Chinese scrap-metal buyers have reneged on about $1 billion in contracts from U.S. merchants as the market for the steelmaking raw material collapses, the Institute of Scrap Recycling Industries said.

Steelmakers, foundries and traders, ranging in size from “small to very large” and some with partial state ownership, have canceled contracts, refused delivery of shipments or demanded lower prices, according to Robin Weiner, president of the Washington-based scrap merchants’ trade group.

Weiner is lobbying the U.S. government to help stop defaults on contracts between the institute’s members and clients in the second-largest market for U.S. scrap steel after Turkey. Scrap merchants worldwide face plummeting prices after mills slashed output amid a worsening global economic recession.

“Some steelmakers and traders did ask to renegotiate the price of lower-valued shipments,” said Wang Zhenwu, executive vice president of the China Association of Scrap Metal Utilization. “But the amount couldn’t be as much as $1 billion.”

The price of steel scrap No. 1 heavy melting, shipped from the U.S. East Coast, has slumped by 61 percent in the past two months and traded at $120 a metric ton on Nov. 13, according to Metal Bulletin. U.S. sales of scrap to 152 countries last year totaled $22 billion, making it the second-largest commodity export by value, according to the institute.

‘Hundreds of Millions’

“Based on conversations I’ve had with members throughout the country, we’re talking about hundreds of millions of dollars and could be over a billion dollars,” Weiner said yesterday by phone. The number in past years has been “insignificant.”

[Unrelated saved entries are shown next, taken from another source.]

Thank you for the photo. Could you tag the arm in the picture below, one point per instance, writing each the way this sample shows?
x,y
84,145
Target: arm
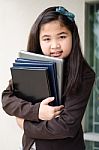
x,y
15,106
22,109
68,124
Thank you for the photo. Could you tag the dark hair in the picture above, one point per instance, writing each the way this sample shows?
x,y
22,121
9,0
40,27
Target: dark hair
x,y
74,60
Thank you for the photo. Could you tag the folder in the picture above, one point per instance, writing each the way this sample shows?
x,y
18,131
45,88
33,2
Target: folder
x,y
31,84
51,72
59,66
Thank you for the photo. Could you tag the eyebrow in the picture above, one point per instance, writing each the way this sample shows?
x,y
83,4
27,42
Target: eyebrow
x,y
57,34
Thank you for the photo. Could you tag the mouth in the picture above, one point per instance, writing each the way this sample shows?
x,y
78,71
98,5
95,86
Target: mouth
x,y
56,53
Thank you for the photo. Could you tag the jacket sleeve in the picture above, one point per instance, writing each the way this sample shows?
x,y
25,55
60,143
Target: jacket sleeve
x,y
69,122
15,106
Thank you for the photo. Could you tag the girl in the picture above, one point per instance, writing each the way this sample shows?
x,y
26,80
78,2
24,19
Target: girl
x,y
55,34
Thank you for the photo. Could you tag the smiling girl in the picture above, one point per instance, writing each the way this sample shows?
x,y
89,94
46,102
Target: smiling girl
x,y
55,34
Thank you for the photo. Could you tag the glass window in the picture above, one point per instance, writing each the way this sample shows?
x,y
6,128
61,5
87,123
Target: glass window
x,y
92,56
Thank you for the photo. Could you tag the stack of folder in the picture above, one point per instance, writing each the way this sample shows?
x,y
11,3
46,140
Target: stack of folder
x,y
36,77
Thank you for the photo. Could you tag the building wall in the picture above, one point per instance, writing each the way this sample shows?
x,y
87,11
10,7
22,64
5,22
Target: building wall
x,y
16,18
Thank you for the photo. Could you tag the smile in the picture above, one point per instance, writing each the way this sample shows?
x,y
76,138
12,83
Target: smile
x,y
56,53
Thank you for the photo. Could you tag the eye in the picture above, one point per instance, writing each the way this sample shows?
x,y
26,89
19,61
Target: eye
x,y
46,39
63,36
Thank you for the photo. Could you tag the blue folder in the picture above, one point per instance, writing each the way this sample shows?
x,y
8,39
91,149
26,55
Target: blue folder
x,y
27,63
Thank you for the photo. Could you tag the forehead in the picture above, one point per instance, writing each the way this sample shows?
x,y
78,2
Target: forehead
x,y
53,26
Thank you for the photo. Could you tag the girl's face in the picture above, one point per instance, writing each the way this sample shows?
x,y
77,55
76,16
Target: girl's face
x,y
55,39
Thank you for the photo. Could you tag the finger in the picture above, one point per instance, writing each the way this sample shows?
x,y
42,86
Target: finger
x,y
47,100
57,108
57,114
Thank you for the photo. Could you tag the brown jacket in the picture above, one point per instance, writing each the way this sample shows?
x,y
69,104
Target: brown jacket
x,y
64,132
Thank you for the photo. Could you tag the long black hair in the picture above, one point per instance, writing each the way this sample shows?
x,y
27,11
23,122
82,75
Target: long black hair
x,y
73,63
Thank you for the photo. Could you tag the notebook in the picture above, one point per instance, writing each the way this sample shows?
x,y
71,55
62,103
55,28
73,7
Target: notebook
x,y
58,61
51,72
31,84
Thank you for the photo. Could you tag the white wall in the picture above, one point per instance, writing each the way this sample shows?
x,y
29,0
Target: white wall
x,y
16,18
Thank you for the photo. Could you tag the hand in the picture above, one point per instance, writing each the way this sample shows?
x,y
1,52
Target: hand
x,y
47,112
20,122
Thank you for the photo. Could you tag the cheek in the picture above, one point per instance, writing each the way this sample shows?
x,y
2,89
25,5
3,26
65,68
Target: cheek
x,y
67,48
45,48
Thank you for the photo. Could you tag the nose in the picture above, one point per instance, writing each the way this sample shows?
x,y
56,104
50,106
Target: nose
x,y
55,44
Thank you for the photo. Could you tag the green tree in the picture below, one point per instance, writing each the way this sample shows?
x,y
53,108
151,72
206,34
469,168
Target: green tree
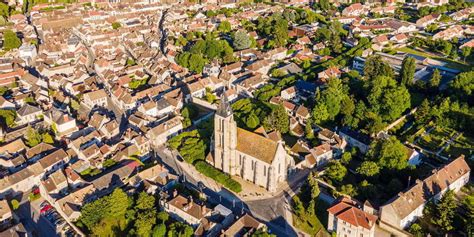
x,y
159,230
368,168
387,98
435,80
33,137
422,114
324,5
163,216
116,25
336,171
119,203
278,119
298,206
252,121
145,201
144,222
466,52
196,63
7,117
320,113
349,189
10,40
416,230
314,185
224,27
389,153
346,158
4,10
280,32
444,211
468,204
407,72
262,233
15,204
463,85
309,129
367,190
47,138
241,40
432,28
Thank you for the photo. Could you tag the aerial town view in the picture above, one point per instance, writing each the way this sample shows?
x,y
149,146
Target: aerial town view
x,y
236,118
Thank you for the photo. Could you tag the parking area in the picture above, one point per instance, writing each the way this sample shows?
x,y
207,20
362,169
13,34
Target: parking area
x,y
55,220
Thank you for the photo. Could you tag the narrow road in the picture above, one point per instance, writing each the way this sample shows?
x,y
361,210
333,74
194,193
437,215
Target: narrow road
x,y
162,30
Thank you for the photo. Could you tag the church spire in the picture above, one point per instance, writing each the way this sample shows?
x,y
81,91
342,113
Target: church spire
x,y
224,109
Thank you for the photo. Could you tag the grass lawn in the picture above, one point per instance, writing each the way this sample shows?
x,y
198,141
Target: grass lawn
x,y
430,142
313,224
463,145
435,139
451,63
416,99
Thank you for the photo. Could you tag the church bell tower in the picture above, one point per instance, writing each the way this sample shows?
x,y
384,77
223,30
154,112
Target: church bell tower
x,y
225,138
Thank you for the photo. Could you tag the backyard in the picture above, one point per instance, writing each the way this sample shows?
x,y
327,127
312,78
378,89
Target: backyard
x,y
450,63
435,139
313,225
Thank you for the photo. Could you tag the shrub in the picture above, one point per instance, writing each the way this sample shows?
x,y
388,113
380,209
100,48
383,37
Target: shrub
x,y
15,204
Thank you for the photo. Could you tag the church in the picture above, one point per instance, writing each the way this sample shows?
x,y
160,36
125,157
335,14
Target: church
x,y
249,155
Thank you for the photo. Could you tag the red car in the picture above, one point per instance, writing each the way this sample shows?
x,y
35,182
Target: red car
x,y
45,208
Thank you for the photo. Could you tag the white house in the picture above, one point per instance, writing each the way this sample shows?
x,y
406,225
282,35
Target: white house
x,y
407,206
345,218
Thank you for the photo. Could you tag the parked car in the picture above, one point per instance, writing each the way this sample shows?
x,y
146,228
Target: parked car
x,y
43,204
46,208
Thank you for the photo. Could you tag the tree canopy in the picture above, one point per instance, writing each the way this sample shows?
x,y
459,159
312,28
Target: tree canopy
x,y
10,40
241,40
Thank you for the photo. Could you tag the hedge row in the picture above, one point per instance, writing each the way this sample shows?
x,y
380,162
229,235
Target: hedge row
x,y
218,176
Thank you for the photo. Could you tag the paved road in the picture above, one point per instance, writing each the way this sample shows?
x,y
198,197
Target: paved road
x,y
32,220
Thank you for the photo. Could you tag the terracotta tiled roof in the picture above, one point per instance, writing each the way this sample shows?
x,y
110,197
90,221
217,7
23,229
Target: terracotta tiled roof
x,y
256,146
347,211
406,202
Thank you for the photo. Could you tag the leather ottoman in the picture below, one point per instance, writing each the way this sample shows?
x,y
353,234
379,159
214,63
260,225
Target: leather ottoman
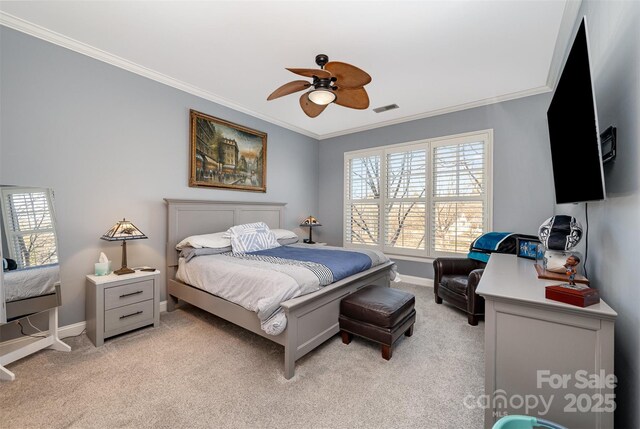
x,y
379,314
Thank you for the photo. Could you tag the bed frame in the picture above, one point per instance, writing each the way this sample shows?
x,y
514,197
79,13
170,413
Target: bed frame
x,y
311,319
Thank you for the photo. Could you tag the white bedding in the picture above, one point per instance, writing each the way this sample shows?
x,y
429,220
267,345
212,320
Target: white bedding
x,y
21,284
257,286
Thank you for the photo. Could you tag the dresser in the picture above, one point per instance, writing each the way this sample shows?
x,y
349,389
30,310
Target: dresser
x,y
118,304
543,358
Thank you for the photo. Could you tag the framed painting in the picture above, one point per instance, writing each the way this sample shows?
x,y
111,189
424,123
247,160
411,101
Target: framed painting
x,y
226,155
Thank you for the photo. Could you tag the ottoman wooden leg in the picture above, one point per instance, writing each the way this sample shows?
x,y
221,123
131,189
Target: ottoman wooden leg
x,y
409,332
386,352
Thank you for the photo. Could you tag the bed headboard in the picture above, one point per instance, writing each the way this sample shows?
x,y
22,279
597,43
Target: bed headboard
x,y
191,217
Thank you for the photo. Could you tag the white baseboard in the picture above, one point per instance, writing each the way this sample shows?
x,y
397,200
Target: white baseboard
x,y
420,281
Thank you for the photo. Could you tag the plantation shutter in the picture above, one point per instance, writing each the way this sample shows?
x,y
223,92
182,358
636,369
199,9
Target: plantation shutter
x,y
29,226
362,205
422,199
459,196
405,199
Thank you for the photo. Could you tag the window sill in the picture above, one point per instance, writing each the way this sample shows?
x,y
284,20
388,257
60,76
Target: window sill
x,y
426,260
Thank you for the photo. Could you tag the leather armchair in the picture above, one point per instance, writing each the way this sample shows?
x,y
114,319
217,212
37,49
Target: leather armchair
x,y
455,281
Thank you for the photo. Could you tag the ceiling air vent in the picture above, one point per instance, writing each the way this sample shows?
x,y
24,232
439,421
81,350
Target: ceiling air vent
x,y
385,108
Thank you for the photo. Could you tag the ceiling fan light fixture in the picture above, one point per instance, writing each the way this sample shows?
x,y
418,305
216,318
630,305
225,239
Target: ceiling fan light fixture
x,y
322,96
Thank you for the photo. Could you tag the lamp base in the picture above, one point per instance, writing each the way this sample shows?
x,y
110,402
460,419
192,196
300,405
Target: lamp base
x,y
124,270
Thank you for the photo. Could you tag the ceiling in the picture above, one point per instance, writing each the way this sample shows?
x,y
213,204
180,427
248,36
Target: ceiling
x,y
428,57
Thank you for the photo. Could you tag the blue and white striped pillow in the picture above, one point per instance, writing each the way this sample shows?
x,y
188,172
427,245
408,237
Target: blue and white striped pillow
x,y
252,237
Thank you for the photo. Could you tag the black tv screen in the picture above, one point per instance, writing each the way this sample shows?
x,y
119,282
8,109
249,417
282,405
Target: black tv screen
x,y
573,130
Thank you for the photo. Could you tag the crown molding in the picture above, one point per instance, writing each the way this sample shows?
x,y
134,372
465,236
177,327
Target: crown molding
x,y
47,35
438,112
18,24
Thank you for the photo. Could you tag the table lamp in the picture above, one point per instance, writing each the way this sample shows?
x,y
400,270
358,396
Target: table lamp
x,y
123,231
311,222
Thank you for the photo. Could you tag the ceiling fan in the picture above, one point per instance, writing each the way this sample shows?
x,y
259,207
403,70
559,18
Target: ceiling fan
x,y
333,82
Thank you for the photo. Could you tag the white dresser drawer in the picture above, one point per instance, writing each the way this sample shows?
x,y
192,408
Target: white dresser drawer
x,y
131,293
122,317
118,304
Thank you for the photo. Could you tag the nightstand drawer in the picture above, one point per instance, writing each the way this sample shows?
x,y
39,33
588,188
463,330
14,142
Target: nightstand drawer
x,y
128,294
128,315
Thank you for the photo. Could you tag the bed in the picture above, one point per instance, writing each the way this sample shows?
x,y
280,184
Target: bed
x,y
311,319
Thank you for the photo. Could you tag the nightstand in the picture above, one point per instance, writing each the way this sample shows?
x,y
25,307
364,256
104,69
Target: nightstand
x,y
118,304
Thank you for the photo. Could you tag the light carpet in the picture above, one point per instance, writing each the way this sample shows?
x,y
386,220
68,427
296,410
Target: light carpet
x,y
197,370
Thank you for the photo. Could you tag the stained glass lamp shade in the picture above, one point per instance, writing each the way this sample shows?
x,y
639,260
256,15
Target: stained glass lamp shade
x,y
311,222
123,231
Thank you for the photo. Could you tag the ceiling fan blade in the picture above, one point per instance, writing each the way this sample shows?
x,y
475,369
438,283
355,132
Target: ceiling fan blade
x,y
309,107
322,74
289,88
356,98
348,76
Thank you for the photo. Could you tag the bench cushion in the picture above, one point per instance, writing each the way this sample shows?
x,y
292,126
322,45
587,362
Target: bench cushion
x,y
378,305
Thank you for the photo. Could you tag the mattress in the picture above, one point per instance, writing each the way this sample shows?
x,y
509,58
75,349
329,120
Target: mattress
x,y
30,282
261,281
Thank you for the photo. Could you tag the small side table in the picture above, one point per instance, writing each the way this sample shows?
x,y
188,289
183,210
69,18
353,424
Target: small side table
x,y
118,304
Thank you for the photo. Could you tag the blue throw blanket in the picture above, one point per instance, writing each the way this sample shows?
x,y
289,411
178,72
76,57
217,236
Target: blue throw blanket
x,y
341,263
487,243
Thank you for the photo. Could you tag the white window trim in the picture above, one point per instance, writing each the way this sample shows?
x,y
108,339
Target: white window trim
x,y
382,151
8,228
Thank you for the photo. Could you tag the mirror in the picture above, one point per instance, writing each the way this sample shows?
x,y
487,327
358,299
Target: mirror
x,y
29,247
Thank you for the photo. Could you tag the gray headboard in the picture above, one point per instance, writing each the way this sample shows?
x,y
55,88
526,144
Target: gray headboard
x,y
191,217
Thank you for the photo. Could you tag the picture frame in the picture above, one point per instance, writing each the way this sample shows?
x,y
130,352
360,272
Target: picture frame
x,y
527,248
226,155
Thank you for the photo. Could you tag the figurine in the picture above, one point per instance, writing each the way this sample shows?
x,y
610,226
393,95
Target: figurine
x,y
571,268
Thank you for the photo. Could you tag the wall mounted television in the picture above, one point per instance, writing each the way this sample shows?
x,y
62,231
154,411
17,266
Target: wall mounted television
x,y
576,154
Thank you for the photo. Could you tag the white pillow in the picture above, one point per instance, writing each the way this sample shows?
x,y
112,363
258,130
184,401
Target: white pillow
x,y
284,233
213,241
252,237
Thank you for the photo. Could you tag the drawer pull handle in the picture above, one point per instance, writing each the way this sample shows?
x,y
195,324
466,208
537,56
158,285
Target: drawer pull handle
x,y
132,314
130,294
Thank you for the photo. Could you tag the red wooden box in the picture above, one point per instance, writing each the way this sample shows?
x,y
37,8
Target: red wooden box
x,y
580,296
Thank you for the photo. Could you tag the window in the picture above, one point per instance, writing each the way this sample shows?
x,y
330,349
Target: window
x,y
423,199
29,226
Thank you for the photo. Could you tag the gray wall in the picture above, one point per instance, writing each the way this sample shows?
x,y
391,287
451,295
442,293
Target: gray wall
x,y
614,224
113,144
522,181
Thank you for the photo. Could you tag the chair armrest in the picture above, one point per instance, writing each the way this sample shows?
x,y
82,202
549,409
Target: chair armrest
x,y
473,280
447,266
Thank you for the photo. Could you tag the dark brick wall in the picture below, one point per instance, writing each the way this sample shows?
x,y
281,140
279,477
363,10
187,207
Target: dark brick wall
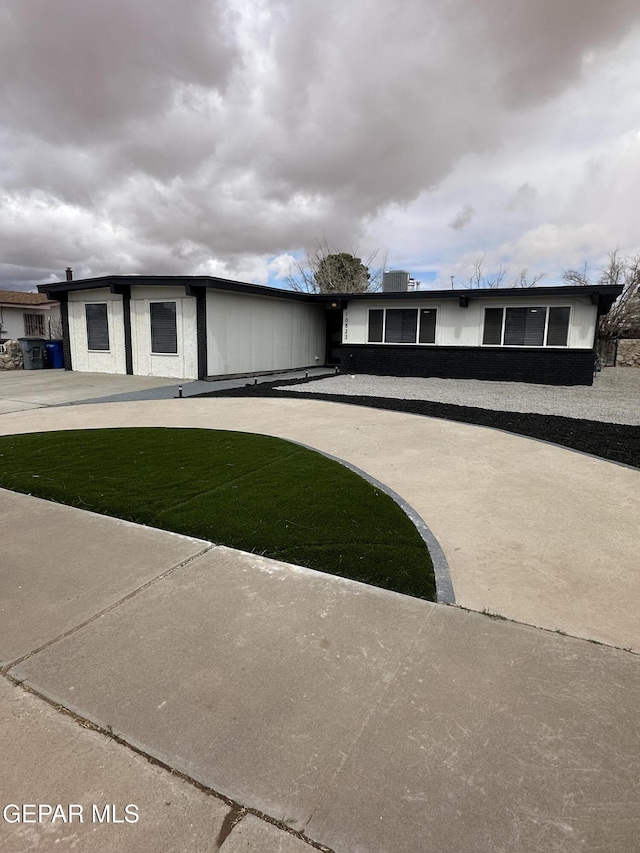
x,y
539,365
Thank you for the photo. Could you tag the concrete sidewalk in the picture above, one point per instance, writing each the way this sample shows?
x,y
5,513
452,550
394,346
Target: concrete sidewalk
x,y
533,532
364,720
21,390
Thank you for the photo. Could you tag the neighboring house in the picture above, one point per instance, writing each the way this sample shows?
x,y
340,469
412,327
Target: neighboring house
x,y
28,314
202,327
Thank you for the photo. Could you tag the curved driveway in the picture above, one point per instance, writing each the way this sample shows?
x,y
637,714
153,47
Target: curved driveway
x,y
533,532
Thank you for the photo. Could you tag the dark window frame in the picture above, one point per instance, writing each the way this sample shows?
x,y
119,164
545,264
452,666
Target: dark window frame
x,y
100,333
547,308
163,302
33,325
381,331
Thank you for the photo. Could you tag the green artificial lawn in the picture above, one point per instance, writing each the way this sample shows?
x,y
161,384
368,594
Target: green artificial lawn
x,y
246,491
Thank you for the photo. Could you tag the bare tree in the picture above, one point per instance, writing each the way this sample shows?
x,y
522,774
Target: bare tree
x,y
324,270
623,319
481,280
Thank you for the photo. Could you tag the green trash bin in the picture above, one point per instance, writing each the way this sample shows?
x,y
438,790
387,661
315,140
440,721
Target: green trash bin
x,y
32,352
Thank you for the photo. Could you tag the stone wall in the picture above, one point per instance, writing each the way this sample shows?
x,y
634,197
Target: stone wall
x,y
628,353
11,358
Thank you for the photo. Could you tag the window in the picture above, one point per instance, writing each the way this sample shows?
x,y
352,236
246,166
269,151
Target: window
x,y
526,327
97,326
427,325
376,321
402,325
164,332
558,330
34,325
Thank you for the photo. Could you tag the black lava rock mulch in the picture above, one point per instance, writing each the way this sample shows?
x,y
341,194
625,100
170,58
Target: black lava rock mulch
x,y
615,442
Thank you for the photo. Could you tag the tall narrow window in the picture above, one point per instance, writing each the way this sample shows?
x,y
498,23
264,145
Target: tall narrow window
x,y
492,326
97,326
401,326
427,325
375,325
524,327
558,331
164,332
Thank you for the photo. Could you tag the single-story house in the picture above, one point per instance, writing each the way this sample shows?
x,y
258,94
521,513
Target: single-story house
x,y
204,327
28,314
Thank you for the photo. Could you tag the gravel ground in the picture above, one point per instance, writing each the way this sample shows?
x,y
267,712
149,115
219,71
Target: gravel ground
x,y
613,398
603,420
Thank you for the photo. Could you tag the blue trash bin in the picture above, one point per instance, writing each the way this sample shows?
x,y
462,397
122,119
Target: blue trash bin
x,y
54,353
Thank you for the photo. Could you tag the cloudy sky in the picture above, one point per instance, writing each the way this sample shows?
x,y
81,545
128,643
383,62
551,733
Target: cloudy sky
x,y
224,137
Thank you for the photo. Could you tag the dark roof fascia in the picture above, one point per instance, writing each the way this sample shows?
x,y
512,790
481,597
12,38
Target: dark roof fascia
x,y
608,290
606,294
116,282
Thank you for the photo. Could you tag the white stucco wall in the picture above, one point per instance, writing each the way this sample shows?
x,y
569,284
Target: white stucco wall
x,y
12,320
463,327
82,359
183,364
247,334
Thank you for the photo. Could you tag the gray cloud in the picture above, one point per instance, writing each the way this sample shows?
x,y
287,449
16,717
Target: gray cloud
x,y
463,217
154,136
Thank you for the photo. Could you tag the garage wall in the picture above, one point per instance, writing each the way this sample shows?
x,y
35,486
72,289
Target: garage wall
x,y
462,327
12,320
249,334
184,364
83,360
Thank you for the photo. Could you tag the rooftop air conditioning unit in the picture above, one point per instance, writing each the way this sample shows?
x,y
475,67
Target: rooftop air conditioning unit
x,y
395,281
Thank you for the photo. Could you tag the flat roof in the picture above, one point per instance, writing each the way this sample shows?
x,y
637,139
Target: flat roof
x,y
607,293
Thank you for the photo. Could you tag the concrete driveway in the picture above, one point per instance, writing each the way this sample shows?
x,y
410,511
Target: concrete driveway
x,y
33,389
366,721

Contracts with steelmakers and brokers also have been broken in Europe, Canada, Vietnam and South Korea, Weiner said. Delinquencies in China have been most prevalent and extend beyond steel to other scrap markets like copper, fibers and plastics, she said.

Once demand steadies, U.S. buyers may seek stricter trade terms with their Chinese counterparts, including advance payments and letters of credit, said Bob Garino, the U.S. institute’s director of commodities.

China’s scrap steel imports will be less than 3 million tons this year compared with 3.3 million tons a year ago because mills are using more iron ore after prices fell, the China Association of Scrap Metal Utilization’s Wang said Nov. 3. He kept this estimate unchanged today.